Pak Sadali mencontohkan mereka semua yang ada di ruang guru ini adalah hasil didikan yang keras, orang tua mendidik dengan keras, di sekolah juga demikian, dan rata-rata semuanya berhasil, ada jadi guru, teknokrat, bahkan anggota dewan. Pak Irfan juga dengan suara sedikit keras mengatakan bahwa boleh jadi semua presiden kita dididik secara keras sehingga jadi presiden. Ibu Sarifah yang dari tadi cuma menjadi pendengar setia, kini angkat suara, katanya coba lihat kita sekarang ini, kita yang pernah merasakan pahit getirnya cambukan, jeweran, bahkan tendangan kaki serta tempelengan tangan sudah berhasil melalui hidup dan mencapai cita-cita masing-masing.
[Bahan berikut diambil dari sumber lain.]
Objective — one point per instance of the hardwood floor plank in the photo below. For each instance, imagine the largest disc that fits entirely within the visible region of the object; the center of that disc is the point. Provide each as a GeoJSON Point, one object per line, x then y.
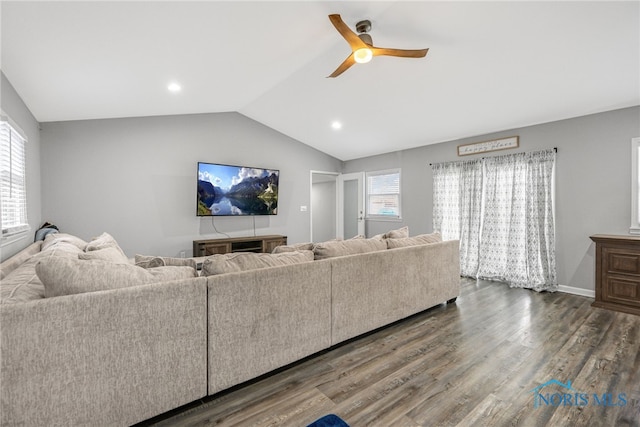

Semua guru kini berpaling ke langsung ke Pak Adi, sikap mereka jelas menunjukkan ketidaksetujuan pendapat Pak Adi. Merasa dihakimi sedemikian, Pak Adi angkat bicara dengan suara tenang. Dia berusaha menjelaskan asal muasal pendapatnya, dan meminta para guru menyadari bahwa pendidikan sekarang ini berbeda dengan pendidikan masa lalu yang mereka lalui, bahkan para presiden lalui. Kini anak-anak hidup pada zaman yang benar-benar tantangannya sangat hebat, tentu saja pendidikan harus mengikuti minimal mengantisipasi masalah yang akan timbul pada zaman mereka ini.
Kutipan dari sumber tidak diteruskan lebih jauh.